En redif : La bête à sa mère

La mère du narrateur est atteinte maladie mentale. On ne sait laquelle, puisque les psychiatres changent de diagnostics et donc de traitement, la plongeant de la roue sans fin des dérèglements biochimiques. Alors qu’elle commet sa énième tentative de suicide ratée, dont son fils, qui a maintenant 7 ans, a toujours été témoin, celui-ci sera placé en centre d’accueil. L’identité de son père est inconnue. S’enchaîneront les séjours brefs et souvent violents en famille d’accueil. Il passera son enfance dans la stabilité, dans la ronde de familles d’accueil pas toujours très accueillante, et de l’incessant changement d’intervenants. Cela, ajouté aux sept années avec sa mère (dont il nie qu’elles aient eu un effet négatif sur sa vie) et à son mécanisme de répondre à la violence par la violence en font un indésirable. À 17 ans, on le place en logement supervisé jusqu’à sa majorité. Toute la hargne qu’il a accumulée contre les gens qui l’ont tenu loin de sa mère explose à ce moment.
La psychologie du personnage principal est d’une justesse éclatante, preuve que l’auteur œuvre en travail social. On y retrouve une pléthore de contradictions, typique des personnes blessées qui vivent du déni. En plus, sa rancœur s’actualise dans le plaisir qu’il a à faire du mal, notamment aux animaux, plus spécifiquement les chats qui croisent son chemin. Et il y en aura. À cet effet, le début du roman comporte des scènes très difficiles à lire, mais qui ne sont pas gratuites du tout.

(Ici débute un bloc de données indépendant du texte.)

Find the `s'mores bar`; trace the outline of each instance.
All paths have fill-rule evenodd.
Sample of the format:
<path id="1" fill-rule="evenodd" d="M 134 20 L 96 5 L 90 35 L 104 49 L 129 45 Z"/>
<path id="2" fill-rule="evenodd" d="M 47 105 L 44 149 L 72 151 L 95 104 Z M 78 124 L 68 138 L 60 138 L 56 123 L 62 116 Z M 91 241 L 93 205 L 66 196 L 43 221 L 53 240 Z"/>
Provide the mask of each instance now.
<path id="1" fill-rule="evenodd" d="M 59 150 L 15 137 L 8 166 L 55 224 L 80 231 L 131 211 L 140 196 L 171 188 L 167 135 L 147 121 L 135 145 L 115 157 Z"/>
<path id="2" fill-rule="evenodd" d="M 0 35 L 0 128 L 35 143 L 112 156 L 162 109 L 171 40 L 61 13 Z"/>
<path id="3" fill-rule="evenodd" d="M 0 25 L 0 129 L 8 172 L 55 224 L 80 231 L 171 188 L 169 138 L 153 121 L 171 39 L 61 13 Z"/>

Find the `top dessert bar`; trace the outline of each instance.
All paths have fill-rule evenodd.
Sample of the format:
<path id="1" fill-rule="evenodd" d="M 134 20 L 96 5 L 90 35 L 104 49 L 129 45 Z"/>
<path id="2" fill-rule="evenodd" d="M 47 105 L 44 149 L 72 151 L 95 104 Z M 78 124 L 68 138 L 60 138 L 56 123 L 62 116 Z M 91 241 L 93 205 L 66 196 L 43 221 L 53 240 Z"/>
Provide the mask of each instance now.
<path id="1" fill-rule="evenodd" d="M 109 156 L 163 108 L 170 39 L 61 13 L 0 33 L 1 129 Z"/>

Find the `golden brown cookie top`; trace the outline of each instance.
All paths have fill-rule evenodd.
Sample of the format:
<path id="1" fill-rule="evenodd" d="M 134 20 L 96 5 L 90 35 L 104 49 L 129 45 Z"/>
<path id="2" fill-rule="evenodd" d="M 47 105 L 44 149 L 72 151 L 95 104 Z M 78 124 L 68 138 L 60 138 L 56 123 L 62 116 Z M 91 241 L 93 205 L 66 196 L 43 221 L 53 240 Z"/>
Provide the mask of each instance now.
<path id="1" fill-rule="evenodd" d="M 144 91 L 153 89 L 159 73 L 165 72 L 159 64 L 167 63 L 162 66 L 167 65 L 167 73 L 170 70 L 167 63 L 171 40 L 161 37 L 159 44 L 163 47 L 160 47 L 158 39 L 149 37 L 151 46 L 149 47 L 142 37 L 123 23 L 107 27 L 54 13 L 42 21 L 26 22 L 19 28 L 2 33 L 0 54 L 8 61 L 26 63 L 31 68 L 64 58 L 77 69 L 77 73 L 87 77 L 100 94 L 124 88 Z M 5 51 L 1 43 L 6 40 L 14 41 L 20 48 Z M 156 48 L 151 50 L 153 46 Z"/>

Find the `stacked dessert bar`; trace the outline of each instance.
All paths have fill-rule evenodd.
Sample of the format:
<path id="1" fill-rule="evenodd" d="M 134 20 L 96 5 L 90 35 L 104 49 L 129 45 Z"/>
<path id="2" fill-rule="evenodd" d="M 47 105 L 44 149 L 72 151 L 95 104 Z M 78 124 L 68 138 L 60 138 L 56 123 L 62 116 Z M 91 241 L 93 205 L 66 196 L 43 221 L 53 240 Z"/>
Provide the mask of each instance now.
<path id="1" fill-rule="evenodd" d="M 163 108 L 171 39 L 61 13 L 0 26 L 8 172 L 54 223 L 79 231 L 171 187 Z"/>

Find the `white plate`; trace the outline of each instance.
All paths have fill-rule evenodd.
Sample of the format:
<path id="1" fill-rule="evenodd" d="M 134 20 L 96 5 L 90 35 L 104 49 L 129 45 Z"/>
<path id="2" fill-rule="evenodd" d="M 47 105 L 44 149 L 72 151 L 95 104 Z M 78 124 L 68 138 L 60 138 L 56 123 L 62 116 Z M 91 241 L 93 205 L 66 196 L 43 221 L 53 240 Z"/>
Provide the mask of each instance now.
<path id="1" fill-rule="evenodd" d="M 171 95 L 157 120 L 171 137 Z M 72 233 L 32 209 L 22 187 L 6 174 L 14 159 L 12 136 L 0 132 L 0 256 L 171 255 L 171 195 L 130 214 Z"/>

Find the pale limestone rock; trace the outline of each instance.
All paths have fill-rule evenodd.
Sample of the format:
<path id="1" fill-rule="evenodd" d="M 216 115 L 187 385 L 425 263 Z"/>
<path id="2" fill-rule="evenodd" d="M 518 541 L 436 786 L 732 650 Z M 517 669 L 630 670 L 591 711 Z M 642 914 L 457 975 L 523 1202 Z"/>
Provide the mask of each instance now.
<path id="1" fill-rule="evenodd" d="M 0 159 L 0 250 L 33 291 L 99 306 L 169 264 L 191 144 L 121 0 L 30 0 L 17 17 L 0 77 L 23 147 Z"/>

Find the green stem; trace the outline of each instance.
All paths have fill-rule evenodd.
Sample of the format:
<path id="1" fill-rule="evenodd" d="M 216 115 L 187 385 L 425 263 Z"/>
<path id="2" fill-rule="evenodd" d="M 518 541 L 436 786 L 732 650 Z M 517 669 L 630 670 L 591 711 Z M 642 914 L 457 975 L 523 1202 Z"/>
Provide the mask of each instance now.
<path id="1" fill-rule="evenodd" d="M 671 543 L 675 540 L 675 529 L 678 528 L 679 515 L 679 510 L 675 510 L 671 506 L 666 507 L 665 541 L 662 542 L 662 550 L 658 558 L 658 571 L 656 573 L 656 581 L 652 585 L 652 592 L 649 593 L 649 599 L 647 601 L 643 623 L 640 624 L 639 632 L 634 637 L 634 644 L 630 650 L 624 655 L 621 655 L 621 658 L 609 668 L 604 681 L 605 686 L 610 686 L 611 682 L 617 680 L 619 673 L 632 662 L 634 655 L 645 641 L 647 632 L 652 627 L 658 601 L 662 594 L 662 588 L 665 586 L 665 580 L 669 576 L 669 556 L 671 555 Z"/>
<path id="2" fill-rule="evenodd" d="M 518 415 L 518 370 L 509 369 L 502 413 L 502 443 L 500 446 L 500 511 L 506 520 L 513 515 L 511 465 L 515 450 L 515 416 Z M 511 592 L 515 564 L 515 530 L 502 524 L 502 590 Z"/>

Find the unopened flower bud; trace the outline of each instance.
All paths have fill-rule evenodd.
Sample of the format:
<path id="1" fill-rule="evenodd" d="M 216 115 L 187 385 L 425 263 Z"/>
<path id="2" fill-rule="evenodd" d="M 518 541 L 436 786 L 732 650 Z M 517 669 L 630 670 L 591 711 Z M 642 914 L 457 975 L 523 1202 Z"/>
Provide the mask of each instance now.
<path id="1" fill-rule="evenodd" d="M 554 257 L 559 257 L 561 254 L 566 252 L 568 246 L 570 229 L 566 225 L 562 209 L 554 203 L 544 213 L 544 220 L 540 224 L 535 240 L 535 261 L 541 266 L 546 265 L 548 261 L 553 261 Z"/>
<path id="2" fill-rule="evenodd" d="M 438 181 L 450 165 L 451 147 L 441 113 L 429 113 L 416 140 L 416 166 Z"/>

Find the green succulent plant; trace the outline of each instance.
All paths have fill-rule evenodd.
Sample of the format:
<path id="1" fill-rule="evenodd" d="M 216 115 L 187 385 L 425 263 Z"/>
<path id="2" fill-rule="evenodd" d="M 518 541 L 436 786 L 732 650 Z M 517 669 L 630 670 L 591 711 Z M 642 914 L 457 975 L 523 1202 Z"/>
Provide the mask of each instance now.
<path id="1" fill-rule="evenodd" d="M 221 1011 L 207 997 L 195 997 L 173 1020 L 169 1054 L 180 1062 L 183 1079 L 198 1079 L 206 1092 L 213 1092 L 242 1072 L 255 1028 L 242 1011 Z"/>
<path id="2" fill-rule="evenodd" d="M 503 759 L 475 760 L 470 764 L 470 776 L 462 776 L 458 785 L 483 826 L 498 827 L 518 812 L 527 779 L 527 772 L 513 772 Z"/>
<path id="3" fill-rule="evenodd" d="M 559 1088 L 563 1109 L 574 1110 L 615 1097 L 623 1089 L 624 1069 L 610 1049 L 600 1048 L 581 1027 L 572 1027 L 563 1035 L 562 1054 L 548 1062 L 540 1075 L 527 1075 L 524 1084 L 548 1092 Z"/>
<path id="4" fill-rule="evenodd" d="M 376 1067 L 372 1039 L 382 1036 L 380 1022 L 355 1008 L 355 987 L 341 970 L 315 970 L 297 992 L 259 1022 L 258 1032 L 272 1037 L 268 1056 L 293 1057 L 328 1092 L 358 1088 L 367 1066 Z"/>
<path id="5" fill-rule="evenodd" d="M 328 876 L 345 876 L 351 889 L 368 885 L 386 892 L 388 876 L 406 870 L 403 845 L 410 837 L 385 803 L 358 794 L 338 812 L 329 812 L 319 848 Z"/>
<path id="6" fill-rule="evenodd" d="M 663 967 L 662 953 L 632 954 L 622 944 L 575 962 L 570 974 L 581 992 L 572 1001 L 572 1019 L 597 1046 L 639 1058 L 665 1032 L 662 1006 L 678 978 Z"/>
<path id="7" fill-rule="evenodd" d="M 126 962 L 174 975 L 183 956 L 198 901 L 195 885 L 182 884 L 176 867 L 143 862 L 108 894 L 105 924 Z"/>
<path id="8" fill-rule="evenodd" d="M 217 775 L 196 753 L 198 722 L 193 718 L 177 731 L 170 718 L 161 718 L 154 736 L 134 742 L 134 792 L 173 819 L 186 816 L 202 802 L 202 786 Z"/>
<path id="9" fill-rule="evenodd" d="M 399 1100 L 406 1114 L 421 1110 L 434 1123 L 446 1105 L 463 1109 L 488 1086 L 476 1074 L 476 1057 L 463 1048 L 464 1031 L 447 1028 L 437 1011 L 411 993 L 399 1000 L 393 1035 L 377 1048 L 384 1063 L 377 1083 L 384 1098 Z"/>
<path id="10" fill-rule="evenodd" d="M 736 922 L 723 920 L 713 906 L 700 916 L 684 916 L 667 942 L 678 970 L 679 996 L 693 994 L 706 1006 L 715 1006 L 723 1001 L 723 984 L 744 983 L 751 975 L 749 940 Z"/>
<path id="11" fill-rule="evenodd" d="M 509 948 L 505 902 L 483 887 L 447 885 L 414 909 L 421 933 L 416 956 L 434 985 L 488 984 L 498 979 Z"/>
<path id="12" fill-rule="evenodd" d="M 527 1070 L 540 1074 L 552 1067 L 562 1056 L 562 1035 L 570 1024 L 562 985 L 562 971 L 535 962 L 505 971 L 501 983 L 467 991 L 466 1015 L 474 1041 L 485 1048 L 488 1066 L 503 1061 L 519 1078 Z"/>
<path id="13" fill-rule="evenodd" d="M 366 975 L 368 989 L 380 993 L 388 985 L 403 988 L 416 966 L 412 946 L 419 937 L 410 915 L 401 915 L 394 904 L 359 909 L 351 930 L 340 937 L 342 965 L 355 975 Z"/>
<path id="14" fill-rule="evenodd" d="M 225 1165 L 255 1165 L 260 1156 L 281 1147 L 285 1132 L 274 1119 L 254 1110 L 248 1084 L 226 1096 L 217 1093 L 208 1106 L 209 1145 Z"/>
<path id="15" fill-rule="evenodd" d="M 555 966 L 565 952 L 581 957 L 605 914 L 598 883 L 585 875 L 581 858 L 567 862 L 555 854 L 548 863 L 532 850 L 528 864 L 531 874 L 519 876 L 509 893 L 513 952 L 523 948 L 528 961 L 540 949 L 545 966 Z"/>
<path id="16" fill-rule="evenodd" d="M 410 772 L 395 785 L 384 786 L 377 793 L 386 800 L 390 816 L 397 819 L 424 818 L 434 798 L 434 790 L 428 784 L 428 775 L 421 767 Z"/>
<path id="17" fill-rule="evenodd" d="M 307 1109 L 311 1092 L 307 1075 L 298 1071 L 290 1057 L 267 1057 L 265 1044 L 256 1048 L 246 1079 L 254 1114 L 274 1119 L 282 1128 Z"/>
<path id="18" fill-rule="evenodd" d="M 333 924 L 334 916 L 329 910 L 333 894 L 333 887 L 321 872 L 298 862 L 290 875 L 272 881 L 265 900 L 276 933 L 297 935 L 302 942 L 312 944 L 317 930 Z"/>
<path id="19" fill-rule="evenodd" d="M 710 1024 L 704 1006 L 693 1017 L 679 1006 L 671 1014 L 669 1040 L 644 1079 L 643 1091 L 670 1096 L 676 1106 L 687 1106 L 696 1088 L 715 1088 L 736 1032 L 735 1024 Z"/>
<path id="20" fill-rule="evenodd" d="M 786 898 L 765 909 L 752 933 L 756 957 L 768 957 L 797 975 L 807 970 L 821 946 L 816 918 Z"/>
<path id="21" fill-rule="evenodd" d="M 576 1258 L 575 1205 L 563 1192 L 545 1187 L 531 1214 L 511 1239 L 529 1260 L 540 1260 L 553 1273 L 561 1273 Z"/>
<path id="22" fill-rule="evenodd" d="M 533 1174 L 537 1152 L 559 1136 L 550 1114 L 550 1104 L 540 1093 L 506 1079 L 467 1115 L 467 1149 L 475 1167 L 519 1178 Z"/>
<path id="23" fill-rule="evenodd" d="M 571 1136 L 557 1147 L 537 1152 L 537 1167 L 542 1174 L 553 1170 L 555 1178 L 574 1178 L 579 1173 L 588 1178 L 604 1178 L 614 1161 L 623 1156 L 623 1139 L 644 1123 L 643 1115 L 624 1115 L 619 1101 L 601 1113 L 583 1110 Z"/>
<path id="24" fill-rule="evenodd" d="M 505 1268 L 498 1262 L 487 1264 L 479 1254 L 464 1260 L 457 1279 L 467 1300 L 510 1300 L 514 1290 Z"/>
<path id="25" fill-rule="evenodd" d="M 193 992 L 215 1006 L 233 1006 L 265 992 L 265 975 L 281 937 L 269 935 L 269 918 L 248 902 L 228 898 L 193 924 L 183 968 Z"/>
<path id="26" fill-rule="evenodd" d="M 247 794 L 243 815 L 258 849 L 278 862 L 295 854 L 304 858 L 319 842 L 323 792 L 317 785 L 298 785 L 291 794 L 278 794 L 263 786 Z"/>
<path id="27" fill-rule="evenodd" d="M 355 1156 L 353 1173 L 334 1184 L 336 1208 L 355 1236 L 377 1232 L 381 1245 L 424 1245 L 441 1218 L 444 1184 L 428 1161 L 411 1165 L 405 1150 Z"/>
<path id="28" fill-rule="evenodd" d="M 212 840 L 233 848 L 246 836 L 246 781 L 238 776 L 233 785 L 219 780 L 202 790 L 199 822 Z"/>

L’enfant brisé qu’il a été et l’adulte qu’il est devenu fabulent et fantasment au sujet de ses retrouvailles avec sa mère, les raisons pour lesquels son père l’a abandonné et la famille qu’ils pourront enfin former. Autre témoignage d’un enfant brisé qu’on n’a jamais cru, il affirme toutes sortes de choses, les supportant par l’expression « c’est documenté », pour leur donner de la valeur. D’ailleurs, il lit tous les livres qui lui tombent sous la main, non seulement pour se distraire, mais pour se cultiver, devenir « intelligent ».
On suit son cheminement jusqu’à un événement fatidique mentionné d’entrée de jeu. On décèle les éléments qui jalonnent souvent le parcours type d’un enfant qui développera un trouble de personnalité asociale, ou de ce qu’on appelait avant un psychopathe.
On l’imagine bien, le narrateur est accro à la pornographie, la masturbation, la drogue, l’alcool, les sensations fortes. C’est un menteur compulsif qui invente les histoires nécessaires pour atteindre ses objectifs.
À travers des propos frappants, d’une écriture caustique ainsi que de l’humour qui va avec, on y lit bien sûr une critique sociale. On vit dans une société malade, chacun cherchant à servir ses propres intérêts. Mais aussi, et pour moi, surtout, une critique du système de protection de la jeunesse.
Un premier roman dérangeant de David Goudreault, gravé à la lame de couteau dans la chair. L’histoire d’une jeunesse imbibée de violence qui engendre la déviance comme moyen de survie. Une lecture qui fait mal, mais qui est nécessaire.